SORT ORDER PROBLEMS IN RELATIONAL DATABASES
Abstract
A relation of degree k can be sorted lexicographically in k! different ways, i.e., according to any one of the possible permutations of the schema of the relation. Such permutations are referred to as sort orders. When evaluating unary and binary relational algebra operators using sort-merge algorithms, sort orders fulfilling the constraints enforced by the operators are chosen for the operand relations. The relations are then sorted according to their assigned sort orders, and the result is obtained by merging. Should the operands already be sorted according to one of the permissible sort orders, then only a merging is required. The sort order of the result will depend on the sort orders of the operands.
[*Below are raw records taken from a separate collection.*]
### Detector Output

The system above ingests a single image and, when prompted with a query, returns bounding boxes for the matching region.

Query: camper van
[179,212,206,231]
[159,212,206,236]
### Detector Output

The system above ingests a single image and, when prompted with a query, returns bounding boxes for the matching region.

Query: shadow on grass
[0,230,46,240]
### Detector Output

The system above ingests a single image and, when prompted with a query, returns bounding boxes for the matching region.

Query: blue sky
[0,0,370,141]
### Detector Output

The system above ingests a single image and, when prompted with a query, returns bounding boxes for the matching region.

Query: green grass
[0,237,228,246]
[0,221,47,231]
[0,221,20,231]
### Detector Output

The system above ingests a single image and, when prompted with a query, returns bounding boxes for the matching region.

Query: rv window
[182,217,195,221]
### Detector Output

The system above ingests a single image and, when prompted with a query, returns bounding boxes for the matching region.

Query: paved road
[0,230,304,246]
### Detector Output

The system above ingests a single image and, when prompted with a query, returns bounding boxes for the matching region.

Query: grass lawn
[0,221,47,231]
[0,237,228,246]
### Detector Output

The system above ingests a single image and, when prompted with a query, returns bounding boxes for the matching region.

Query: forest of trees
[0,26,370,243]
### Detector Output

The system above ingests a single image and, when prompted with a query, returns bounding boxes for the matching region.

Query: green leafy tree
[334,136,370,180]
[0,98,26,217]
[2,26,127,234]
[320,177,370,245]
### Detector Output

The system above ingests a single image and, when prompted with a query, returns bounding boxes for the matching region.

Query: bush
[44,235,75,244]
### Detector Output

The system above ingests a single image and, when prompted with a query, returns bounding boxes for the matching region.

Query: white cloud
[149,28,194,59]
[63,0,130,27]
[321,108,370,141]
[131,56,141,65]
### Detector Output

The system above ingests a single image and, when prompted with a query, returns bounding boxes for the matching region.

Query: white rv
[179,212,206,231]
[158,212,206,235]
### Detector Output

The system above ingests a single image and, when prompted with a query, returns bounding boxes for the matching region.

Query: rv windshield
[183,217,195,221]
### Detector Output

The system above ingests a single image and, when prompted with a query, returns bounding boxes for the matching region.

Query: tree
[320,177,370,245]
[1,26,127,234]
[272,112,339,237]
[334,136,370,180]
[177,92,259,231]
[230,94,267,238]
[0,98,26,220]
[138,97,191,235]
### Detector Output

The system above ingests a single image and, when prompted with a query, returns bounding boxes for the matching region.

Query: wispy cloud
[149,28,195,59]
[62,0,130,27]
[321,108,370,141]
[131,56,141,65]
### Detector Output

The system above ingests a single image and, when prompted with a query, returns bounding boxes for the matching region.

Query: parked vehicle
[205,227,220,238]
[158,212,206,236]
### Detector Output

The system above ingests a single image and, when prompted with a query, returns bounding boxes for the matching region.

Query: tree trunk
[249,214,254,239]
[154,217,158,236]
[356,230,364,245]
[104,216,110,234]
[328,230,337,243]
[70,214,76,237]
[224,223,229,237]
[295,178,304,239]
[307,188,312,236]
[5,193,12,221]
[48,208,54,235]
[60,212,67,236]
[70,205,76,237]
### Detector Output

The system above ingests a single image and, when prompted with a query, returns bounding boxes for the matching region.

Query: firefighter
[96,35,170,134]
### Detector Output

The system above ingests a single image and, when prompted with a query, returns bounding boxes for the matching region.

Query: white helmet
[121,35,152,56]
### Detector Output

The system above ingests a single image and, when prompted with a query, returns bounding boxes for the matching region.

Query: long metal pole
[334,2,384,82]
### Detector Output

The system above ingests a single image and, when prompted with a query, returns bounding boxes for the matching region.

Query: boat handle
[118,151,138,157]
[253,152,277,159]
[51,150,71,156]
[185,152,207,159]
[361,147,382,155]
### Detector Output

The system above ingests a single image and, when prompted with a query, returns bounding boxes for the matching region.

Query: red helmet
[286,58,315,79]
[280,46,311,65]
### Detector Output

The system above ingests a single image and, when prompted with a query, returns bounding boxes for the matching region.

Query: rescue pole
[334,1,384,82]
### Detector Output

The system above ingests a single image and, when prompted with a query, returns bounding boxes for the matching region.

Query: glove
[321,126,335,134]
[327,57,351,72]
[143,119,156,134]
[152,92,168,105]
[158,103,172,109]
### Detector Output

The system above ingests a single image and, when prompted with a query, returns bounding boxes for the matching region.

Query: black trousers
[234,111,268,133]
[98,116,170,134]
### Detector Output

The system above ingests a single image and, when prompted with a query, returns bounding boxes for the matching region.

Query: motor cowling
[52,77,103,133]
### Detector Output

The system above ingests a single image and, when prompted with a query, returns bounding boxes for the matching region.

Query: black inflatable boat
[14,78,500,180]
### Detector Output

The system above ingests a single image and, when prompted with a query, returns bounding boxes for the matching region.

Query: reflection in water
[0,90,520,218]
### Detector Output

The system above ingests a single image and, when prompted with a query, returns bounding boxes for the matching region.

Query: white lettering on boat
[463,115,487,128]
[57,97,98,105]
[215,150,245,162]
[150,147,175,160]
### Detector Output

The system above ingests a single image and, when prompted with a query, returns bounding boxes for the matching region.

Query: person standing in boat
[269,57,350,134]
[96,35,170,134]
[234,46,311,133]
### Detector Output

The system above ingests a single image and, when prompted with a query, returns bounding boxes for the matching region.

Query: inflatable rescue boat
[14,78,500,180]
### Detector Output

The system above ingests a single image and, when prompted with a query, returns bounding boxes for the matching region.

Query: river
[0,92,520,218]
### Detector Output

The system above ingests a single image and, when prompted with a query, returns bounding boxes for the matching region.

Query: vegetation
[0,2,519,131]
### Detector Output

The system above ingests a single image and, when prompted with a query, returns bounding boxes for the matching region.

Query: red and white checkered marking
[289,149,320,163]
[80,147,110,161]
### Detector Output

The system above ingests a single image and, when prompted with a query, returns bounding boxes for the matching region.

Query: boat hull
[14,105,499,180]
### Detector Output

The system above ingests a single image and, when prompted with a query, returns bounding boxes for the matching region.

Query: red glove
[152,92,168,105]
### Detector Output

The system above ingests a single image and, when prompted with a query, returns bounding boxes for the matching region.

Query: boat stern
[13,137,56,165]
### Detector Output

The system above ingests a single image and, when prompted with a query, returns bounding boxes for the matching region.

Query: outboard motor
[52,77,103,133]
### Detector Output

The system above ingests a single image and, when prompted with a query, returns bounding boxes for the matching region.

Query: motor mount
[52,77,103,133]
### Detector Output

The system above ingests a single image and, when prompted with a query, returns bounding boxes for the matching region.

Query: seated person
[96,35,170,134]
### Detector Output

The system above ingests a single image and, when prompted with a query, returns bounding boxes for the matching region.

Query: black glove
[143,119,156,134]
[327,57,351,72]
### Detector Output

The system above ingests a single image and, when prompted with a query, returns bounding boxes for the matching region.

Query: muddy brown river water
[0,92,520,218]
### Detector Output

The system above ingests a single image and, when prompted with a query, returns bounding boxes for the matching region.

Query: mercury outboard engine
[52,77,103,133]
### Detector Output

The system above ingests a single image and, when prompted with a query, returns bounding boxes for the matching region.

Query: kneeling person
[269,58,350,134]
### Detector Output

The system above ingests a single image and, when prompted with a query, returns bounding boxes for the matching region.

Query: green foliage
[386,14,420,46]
When evaluating whole relational algebra expressions, the result of one operation will be used as an operand to the next. It is desirable to choose sort orders in such a way that the result of one operation will automatically fulfill the requirements of the next. In general, one would like to find a minimal number of operators in the expression for which this cannot be obtained, bearing in mind the overall goal of minimizing the total work.
We show that this problem is NP-hard, and that the corresponding decision problem is NP-complete. However, most simplifications of the original problem give rise to efficient algorithms. In fact, most frequently occurring queries can be analyzed in linear time in the size of the query. This is due to the fact that only a very limited number of subsets of all permutations of schemas can be encountered in the algorithms, which means that compact representations for these subsets can be found.